Vehicle and Boat Repairs
You can do a surprising amount of work on vehicles and boats with a multi-tool. If it doesn’t require a socket or specialty tool, your Leatherman is up to the job. Screwdriver and hex bits always come in handy, and the Crunch has a great wrench built in. The pliers can grip and twist on nuts, bolts, hoses, and wires. The cutters can even punch through rubberized hoses and lines. If they are large hoses, the knife can get it started and the cutters will handle the rest. Combine the tool with a hefty roll of Duct Tape and you can hold parts together until you reach a safe place for full repairs.
Processing Fish and Game
Hunting and fishing are a part of living in the Alaska bush but you aren’t always ready to vacuum pack your catch and put it on ice. Spending endless hours in the field means you are not always prepared with fillet knives and all of your processing tools. Keeping a Leatherman on your hip solves that problem by ensuring you always have a sharp blade and pliers to grip and process just about anything. You can gut a fish easily with the knife, cut tendons while field dressing big game, and skin through a rabbit or squirrel with ease. Using effective tools is essential to learning how to live in the Alaska bush.

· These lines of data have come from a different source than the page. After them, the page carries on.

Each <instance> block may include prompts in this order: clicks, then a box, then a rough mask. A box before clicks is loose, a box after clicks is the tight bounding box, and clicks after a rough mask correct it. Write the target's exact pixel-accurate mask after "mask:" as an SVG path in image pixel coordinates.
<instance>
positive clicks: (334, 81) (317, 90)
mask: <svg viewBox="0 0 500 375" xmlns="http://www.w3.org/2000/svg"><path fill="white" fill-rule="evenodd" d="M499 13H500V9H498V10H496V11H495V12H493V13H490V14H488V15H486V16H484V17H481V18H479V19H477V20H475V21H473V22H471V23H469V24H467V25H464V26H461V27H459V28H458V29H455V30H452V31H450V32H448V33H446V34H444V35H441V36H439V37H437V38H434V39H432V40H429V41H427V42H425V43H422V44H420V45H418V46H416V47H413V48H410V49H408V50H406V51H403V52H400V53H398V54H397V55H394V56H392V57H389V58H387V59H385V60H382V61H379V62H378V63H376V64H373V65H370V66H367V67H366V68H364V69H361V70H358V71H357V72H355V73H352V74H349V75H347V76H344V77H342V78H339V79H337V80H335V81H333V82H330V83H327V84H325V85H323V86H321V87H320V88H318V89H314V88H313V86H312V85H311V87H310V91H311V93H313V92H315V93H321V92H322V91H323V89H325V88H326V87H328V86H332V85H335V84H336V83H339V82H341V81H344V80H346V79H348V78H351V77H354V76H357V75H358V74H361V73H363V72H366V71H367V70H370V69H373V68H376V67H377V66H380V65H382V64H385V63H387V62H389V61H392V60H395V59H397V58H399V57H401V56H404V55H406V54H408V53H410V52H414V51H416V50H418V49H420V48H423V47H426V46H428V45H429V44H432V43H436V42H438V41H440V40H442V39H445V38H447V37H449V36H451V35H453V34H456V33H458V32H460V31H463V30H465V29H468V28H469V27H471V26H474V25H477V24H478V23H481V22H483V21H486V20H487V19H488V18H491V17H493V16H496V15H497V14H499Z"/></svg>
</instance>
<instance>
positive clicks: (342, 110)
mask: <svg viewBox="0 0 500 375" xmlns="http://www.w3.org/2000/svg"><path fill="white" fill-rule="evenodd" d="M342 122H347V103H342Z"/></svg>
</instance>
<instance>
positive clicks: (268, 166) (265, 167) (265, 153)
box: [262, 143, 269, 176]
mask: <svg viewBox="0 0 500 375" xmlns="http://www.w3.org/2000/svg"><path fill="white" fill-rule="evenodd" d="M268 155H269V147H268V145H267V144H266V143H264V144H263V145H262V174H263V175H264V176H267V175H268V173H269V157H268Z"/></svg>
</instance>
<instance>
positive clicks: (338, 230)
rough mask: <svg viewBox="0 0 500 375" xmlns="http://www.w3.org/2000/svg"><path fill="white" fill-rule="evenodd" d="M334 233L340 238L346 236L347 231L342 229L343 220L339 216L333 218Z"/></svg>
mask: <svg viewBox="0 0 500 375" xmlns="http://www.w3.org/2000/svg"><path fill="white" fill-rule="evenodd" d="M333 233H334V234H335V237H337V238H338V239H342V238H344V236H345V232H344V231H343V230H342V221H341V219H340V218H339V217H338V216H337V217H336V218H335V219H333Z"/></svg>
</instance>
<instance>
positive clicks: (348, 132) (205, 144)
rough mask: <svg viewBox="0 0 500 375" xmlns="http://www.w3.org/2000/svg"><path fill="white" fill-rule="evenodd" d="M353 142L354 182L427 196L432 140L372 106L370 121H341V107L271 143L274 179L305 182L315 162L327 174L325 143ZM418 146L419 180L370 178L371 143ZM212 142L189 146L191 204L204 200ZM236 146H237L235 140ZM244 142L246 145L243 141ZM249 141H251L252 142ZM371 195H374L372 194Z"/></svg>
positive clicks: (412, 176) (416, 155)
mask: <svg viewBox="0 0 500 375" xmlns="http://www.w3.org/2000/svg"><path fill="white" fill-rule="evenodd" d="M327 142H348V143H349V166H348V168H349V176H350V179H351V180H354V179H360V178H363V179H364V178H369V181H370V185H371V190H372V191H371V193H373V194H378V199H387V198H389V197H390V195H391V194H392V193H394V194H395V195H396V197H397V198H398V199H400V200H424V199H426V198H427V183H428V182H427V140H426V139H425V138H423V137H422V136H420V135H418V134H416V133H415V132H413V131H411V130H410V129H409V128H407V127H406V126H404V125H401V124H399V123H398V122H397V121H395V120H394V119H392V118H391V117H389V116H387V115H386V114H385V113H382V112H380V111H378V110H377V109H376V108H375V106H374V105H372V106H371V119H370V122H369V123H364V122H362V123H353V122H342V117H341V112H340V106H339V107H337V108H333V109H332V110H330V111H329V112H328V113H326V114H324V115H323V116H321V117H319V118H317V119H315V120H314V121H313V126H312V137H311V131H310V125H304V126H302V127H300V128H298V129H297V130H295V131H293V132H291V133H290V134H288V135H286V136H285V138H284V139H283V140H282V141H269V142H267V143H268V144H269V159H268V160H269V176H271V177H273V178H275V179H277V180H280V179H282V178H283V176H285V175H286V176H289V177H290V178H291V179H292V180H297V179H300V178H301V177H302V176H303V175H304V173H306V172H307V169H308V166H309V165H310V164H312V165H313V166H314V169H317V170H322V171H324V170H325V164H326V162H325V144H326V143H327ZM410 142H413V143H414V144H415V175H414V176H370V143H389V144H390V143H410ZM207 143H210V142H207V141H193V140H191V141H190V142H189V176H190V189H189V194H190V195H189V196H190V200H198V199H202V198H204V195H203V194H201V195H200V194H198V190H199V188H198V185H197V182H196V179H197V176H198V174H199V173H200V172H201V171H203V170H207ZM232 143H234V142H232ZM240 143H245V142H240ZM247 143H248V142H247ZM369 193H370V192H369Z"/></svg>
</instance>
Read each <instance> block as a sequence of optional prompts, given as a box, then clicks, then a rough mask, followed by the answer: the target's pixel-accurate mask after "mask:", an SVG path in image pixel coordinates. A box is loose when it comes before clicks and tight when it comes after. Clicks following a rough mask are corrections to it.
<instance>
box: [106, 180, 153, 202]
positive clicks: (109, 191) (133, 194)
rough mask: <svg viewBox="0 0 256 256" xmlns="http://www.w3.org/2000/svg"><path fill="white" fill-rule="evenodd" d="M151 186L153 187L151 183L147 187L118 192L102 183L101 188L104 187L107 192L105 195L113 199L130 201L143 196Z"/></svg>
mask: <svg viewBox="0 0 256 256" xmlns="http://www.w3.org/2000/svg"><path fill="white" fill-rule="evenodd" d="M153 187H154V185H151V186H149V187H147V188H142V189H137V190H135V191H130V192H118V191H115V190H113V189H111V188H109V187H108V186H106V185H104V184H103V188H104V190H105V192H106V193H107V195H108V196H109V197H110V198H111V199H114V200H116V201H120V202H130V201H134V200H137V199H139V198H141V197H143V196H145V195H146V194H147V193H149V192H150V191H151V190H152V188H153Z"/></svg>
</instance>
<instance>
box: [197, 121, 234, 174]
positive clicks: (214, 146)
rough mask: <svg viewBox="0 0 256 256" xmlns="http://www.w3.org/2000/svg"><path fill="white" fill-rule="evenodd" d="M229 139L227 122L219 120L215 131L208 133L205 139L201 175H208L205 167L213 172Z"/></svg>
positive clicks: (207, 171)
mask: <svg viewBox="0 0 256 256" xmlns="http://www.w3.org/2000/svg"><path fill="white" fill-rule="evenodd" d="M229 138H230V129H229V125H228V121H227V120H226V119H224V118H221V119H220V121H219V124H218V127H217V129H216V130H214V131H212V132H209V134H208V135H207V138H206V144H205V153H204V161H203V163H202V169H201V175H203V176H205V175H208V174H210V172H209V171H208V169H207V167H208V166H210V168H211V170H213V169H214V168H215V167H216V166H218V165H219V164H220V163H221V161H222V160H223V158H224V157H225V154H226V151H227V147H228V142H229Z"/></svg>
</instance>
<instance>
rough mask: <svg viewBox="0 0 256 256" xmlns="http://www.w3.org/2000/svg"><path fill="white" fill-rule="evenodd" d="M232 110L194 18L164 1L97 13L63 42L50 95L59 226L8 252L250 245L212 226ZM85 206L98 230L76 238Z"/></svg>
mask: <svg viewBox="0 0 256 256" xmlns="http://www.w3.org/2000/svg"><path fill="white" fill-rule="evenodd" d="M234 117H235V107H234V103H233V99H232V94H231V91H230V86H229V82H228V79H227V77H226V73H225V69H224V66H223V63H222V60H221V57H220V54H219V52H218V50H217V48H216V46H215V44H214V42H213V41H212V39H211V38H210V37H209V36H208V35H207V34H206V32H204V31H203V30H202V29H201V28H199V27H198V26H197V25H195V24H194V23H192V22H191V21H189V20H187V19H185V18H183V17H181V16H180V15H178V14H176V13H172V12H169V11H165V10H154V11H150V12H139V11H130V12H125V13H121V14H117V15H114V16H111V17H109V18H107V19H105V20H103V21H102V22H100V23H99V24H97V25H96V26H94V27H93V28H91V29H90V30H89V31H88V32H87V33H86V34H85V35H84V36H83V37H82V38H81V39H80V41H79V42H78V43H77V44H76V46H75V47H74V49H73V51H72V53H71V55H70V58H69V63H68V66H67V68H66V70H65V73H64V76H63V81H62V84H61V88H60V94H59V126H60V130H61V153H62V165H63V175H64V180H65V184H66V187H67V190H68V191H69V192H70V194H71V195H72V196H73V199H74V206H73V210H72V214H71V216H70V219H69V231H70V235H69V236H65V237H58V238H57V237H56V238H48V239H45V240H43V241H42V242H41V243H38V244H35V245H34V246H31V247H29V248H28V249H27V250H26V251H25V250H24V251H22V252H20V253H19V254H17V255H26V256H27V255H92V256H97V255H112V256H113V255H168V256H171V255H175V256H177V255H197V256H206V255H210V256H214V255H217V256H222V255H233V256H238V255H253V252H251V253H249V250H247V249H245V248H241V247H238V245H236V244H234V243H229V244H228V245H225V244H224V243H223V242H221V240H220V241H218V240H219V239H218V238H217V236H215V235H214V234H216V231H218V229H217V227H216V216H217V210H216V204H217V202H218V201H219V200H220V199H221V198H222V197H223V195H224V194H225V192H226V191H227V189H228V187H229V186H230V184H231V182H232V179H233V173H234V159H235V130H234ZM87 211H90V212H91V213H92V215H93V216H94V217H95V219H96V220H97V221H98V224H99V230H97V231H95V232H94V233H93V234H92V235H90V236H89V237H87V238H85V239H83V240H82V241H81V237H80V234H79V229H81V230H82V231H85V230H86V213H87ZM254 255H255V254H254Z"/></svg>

I just dressed a limit of grouse with my Leatherman on a mountain slope because it was hot and I wanted to cool down the meat immediately. My full processing kit was at camp, so I used the Leatherman in my pocket: the knife handled the cleaning and the cutters knocked off the wings and legs without a hitch.
Lastly, your Leatherman can bail you out of trouble in a serious bush emergency. If you are lost or stranded, knowing a multitool is always on your belt is comforting. You can hack down limbs for shelter, shred cordage for rope and improvise any number of tasks in the field. When sh** goes wrong in the bush, it’s rare that you are prepared carrying one tool at all times serves as a last resource for protection and utility applications.